UB undergrads now have the chance to experience the ultimate rush of jumping, freefalling and parachuting to Earth with skydiving club.
The goal of this newly formed organization is to educate people on the sport of skydiving as well as explain how safe, fun and affordable it is for students.
Jason Berger, a junior media study major, has assumed the responsibility of club president. As a licensed skydiver, he hopes to spark excitement for the sport around campus.
"We want to give people the chance to experience the greatest thing on Earth," Berger said. "I have jumped at many drop zones in my skydiving career. From New York to Canada, California down to Florida, and dozens of places in between. I currently have over 240 skydives and will jump everyday it's nice out."

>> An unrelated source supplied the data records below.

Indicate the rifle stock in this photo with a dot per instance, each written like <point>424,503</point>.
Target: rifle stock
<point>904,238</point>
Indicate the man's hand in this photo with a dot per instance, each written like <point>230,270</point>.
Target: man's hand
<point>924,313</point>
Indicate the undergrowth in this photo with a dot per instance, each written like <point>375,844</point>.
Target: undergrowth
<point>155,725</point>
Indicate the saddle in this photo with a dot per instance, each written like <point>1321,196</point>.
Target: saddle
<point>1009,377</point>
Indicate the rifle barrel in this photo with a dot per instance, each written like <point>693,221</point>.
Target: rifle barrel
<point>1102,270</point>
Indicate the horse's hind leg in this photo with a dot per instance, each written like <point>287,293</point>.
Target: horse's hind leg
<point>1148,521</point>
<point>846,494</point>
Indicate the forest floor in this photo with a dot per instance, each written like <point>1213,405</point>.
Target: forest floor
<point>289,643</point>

There is no level certification that students need to join the skydiving club. In fact, a student doesn't even have to jump to be a part of the club. Members can be active by helping out at events, learning about the sport or accompanying the jumpers on their plane rides.
All members, however, are encouraged to jump.

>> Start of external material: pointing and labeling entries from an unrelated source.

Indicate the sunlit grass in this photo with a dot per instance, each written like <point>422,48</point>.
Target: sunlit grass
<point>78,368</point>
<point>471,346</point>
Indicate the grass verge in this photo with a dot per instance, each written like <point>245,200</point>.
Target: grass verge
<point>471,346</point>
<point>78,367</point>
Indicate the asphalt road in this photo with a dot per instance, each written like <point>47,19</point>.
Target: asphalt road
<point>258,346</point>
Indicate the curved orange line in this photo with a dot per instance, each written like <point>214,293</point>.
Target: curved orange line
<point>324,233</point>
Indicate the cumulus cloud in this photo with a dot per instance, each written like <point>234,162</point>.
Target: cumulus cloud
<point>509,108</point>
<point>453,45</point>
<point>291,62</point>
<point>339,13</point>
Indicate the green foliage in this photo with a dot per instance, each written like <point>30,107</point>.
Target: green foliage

First-time jumps are all tandem for students trying to get their license. Ben Sporn, a senior applied science and engineering major, is a licensed skydiver that will jump alongside tandem students on fun jumps.
Combined, Sporn and Berger have logged hundreds of dives and have experience in packing, shooting video in freefall, base-jumping and wing-suit flying. For those without any diving experience, members with advanced skill, like Sporn and Berger, will assist novice jumpers to the drop-zone and teach students the knowledge needed to ensure a successful safe dive.

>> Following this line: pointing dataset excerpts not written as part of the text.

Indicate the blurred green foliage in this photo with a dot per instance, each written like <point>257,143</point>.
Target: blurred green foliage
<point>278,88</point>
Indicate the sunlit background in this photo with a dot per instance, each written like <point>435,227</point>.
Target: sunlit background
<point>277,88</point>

Jonathon Geldard, a junior environmental engineer major and vice president of UB Skydiving Club, has never jumped before but eagerly anticipates his first experience free-falling with the club.
"I can't wait to feel the adrenaline rush. The idea of flying in the sky excited me and I know it will provide perspective in [my life]," Geldard said. "I feel like this club surrounds me with the best resources and avenues to learn in a highly experienced community of divers."
Berger stated that he would like to see the club compete in the United States Parachute Association's National Collegiate Championship in Arizona from Dec. 28 through Jan.1.
"We would really like to represent UB and hopefully win something to get our university's name out there, and also have a great time," Berger said.
Skydivers will compete in different formations and are judged on how many "docks" are completed.
"Divers fly relative to each other to make predetermined formations," Sporn said. "Competitions are all based on judges on the ground and viewing the videos from the air, so each team has to have a videographer."
Frontier skydivers, located in Wilson, NY, will be the home drop zone for the UB Skydiving Club. A normal jump costs $225, but club members can benefit by getting a $25 discount when jumping with the group.
By fundraising and participating actively, members can earn money toward jumps to defray the cost. The more effort a member puts forth, the greater the reward.
UB joins the Universities of Connecticut, Southern California, Florida and Virginia Tech as some of the many schools with skydiving clubs in the country. Club officers have very high expectations for the club and believe it will be permanent by next fall.